Democracy comes closest to direct access among the various forms of government.  Most use representatives: only ancient Athens and medieval Iceland permitted any citizen to speak in their assemblies.  In the modern era, we have many democracies in the West.  Our particular histories have made this the most viable form of government–le régime qui nous divise le moins.

However, monarchy bears a divine stamp, as it were, because the universe is monarchic.  God is king, the angels are His ministers, human beings serve God as rational creatures, and lesser beings also contribute to God’s glory.  One observes a hierarchy of being.  Every creature reveals the higher above it, and higher beings conveys God’s goodness to the lower.  The angels reveal God’s will to men, and men reveal God’s goodness to animals, as C. S. Lewis averred.

Certain forms of direct access have always existed in Christianity, prayer in particular.  Yet, it is right for hierarchy to exist in religion.  The Church’s hierarchy points to the hierarchy of the universe and how faith and grace are conveyed from on high.  Despite the good democracy has accomplished in the West, it dims our understanding of hierarchy and sacredness.  The ancient Hebrews certainly understood these concepts better.  The Hebrews told Moses: “Speak to us yourself and we will listen.
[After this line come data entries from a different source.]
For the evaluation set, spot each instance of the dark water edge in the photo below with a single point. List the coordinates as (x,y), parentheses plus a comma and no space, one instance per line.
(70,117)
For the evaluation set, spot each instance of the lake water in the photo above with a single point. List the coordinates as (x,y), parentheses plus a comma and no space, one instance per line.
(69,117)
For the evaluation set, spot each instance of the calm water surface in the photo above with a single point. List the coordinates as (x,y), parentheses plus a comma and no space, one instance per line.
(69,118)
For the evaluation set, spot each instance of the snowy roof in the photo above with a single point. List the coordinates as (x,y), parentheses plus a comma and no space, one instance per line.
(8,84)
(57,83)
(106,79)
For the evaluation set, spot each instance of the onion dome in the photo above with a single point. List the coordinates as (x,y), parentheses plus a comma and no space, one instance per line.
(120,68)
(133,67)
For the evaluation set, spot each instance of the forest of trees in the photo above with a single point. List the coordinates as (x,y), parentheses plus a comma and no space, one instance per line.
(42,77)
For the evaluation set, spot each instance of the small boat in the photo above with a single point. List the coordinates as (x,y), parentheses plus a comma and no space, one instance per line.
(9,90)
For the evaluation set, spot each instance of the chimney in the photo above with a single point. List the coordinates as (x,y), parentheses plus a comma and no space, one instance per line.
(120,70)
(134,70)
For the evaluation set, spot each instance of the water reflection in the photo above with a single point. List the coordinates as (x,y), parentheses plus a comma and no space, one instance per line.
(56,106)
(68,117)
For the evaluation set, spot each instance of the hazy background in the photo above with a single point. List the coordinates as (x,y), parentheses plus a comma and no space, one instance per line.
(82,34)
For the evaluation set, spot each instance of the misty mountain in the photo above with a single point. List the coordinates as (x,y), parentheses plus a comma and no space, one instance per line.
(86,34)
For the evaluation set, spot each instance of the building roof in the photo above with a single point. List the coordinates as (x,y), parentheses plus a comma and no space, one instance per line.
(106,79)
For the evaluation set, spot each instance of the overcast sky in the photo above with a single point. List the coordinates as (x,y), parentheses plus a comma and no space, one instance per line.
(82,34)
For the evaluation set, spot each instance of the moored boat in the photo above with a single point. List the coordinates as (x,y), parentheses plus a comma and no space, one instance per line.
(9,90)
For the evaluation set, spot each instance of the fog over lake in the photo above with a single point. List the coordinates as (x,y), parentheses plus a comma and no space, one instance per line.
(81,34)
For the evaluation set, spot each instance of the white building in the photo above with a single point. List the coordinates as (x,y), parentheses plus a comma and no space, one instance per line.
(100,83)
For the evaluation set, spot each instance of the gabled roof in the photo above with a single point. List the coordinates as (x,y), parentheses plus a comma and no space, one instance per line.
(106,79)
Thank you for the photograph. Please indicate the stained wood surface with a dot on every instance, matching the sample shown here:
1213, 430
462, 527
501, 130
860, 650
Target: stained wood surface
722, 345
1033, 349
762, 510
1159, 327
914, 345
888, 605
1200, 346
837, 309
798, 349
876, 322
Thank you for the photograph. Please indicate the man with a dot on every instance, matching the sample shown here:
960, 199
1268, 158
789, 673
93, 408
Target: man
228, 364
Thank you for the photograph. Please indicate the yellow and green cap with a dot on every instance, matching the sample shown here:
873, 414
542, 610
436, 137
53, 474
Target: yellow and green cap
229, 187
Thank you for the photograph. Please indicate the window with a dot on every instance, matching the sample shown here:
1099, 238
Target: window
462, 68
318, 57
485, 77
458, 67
But do not have God speak to us or we will die,” (Ex. 20:19).  Then, there is the famous story of Uzzah, who died because he touched the Ark of the Covenant (2 Samuel 6:1-7).  One can juxtapose the loss of awe for our civil rulers with the loss of awe for God.  Our political environment does little to help our perception of God as King.

Mediated worship might create the illusion that our positions in life are not important.  Yet, mediation exists between all believers–not just between clergy and laity.  The Faith is something that is passed down.  We only have it because of millions of martyrs and missionaries witnessed to it.  The prayers, penances, and good works of all Christians strengthen the body of Christ.  In most cases, we can point out the people who directly passed down the faith to us.  If mediated worship inculcates humility, it also demands us to take responsibility.

Medieval Otaku is essentially a bookworm. His greatest loves are writing, anime, literature, history, religion, and foreign and ancient language, especially Japanese, Latin, and French. He hopes to become a full-time novelist one day, though each day offers endless ways to distract him from this happy goal.
4 Comments on this post.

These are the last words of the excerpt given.